In the low-risk group, AD can be excluded with high degree of certainty. The intermediate risk group will only encompass around one third of patients, which substantially will reduce the need for confirmatory CSF or PET testing at the specialist clinic, and thus cost savings for the society.

About this Alzheimer’s disease research news

Author: Margareta Gustafsson Kubista
Source: University of Gothenburg
Contact: Margareta Gustafsson Kubista – University of Gothenburg
Image: The image is credited to Neuroscience News

Original Research: Open access.
“A two-step workflow based on plasma p-tau217 to screen for amyloid β positivity with further confirmatory testing only in uncertain cases” by Kaj Blennow et al. Nature Aging


Abstract

A two-step workflow based on plasma p-tau217 to screen for amyloid β positivity with further confirmatory testing only in uncertain cases

Cost-effective strategies for identifying amyloid-β (Aβ) positivity in patients with cognitive impairment are urgently needed with recent approvals of anti-Aβ immunotherapies for Alzheimer’s disease (AD).

Blood biomarkers can accurately detect AD pathology, but it is unclear whether their incorporation into a full diagnostic workflow can reduce the number of confirmatory cerebrospinal fluid (CSF) or positron emission tomography (PET) tests needed while accurately classifying patients.

We evaluated a two-step workflow for determining Aβ-PET status in patients with mild cognitive impairment (MCI) from two independent memory clinic-based cohorts (n = 348).
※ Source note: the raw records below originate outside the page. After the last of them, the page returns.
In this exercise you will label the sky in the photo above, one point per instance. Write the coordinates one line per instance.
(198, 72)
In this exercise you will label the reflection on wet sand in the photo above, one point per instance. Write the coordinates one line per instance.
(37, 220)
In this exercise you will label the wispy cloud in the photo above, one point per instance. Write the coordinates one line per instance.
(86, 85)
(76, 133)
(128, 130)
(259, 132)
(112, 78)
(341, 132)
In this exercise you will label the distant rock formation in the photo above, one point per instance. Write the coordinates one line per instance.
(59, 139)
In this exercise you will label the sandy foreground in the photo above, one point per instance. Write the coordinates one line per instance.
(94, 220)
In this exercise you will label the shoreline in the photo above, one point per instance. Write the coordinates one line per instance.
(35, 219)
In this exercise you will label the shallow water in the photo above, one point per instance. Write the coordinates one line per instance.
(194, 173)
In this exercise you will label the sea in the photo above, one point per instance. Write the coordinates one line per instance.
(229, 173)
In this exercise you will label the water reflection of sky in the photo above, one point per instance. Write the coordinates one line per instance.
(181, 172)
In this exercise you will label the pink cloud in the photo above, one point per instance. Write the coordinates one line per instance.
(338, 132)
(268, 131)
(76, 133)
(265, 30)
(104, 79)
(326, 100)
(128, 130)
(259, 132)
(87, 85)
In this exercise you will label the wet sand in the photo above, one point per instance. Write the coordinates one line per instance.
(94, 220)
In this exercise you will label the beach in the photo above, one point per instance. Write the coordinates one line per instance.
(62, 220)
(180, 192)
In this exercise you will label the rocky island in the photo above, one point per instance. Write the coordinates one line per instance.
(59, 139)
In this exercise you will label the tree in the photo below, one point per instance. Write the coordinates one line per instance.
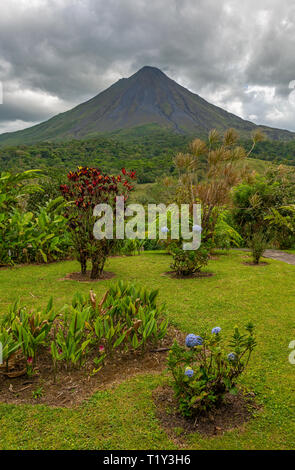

A blood-based model including plasma tau protein 217 (p-tau217), age and APOE ε4 status was developed in BioFINDER-1 (area under the curve (AUC) = 89.3%) and validated in BioFINDER-2 (AUC = 94.3%).

In step 1, the blood-based model was used to stratify the patients into low, intermediate or high risk of Aβ-PET positivity. In step 2, we assumed referral only of intermediate-risk patients to CSF Aβ42/Aβ40 testing, whereas step 1 alone determined Aβ-status for low- and high-risk groups.

Depending on whether lenient, moderate or stringent thresholds were used in step 1, the two-step workflow overall accuracy for detecting Aβ-PET status was 88.2%, 90.5% and 92.0%, respectively, while reducing the number of necessary CSF tests by 85.9%, 72.7% and 61.2%, respectively.

In secondary analyses, an adapted version of the BioFINDER-1 model led to successful validation of the two-step workflow with a different plasma p-tau217 immunoassay in patients with cognitive impairment from the TRIAD cohort (n = 84).

In conclusion, using a plasma p-tau217-based model for risk stratification of patients with MCI can substantially reduce the need for confirmatory testing while accurately classifying patients, offering a cost-effective strategy to detect AD in memory clinic settings.